The benefits of walking backwards
December 30, 2024
Walking backwards, also known as retro walking, might seem like a quirky activity, but it is proving to be an effective restorative exercise supported by scientific research. Adding this unique exercise to your fitness routine can improve your physical and mental health in unexpected ways. Let’s look at some of the benefits of walking backwards.
One of the most beneficial aspects is the reduction of knee pain through improving muscular strength and balance. In this 2019 study that included 68 participants over 6 weeks comparing forward walking to backwards walking they concluded that the “retro walking group had a greater reduction in pain and functional disability and improved quadriceps muscle strength and performance in individuals with knee osteoarthritis.

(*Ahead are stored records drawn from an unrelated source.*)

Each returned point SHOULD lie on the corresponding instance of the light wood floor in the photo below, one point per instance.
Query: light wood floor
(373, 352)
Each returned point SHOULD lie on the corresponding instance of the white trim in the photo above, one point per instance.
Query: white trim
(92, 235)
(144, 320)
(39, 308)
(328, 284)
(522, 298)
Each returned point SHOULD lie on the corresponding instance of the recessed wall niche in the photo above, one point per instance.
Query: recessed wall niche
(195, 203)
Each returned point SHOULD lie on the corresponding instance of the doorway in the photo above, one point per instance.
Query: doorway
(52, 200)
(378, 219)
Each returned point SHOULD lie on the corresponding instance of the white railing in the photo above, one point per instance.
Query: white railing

Why is this? Walking backwards engages different muscle groups than forward walking. It places a greater emphasis on your calves, hamstrings, and glutes. This variation helps in building overall muscular strength and endurance. It decreases the load on the knee joints as it avoids the heel strike that tends to create more impact. It also alleviates pain and improves mobility in ankles and knees that have limited range of motion or osteoarthritis.
Additionally, backward walking can improve balance and coordination. Since it requires more attention to stability, it helps strengthen the smaller, stabilizing muscles in the ankles and knees. This can be particularly beneficial for athletes or those recovering from injuries, as it reduces the risk of falls and enhances overall agility.
Do you sit most of the day and look for an exercise to help reverse your daily dose of sitting? Engaging in backward walking encourages an upright posture as It requires you to pull your shoulders back and engage your core muscles to maintain balance. This can correct poor posture habits developed from prolonged sitting or forward-leaning activities.
To get started walking backwards, find a flat, open area free of obstacles. Always be aware of your surroundings to avoid tripping or falling. You do not need to go fast or very far. Begin with 30 seconds of backwards walking and increase the time as you feel comfortable. For added challenge, try walking backwards uphill or incorporating backward lunges. You can also start on a switched-off treadmill and create your own resistance. You’ll notice a burn in your quads quickly, and a 30-second warm-up may provide plenty of challenge. If you need more challenge on the treadmill, raise the incline.
This is your sign to return to the simple exercise of walking and add in the retro style of walking backwards for rehabilitation and added benefits!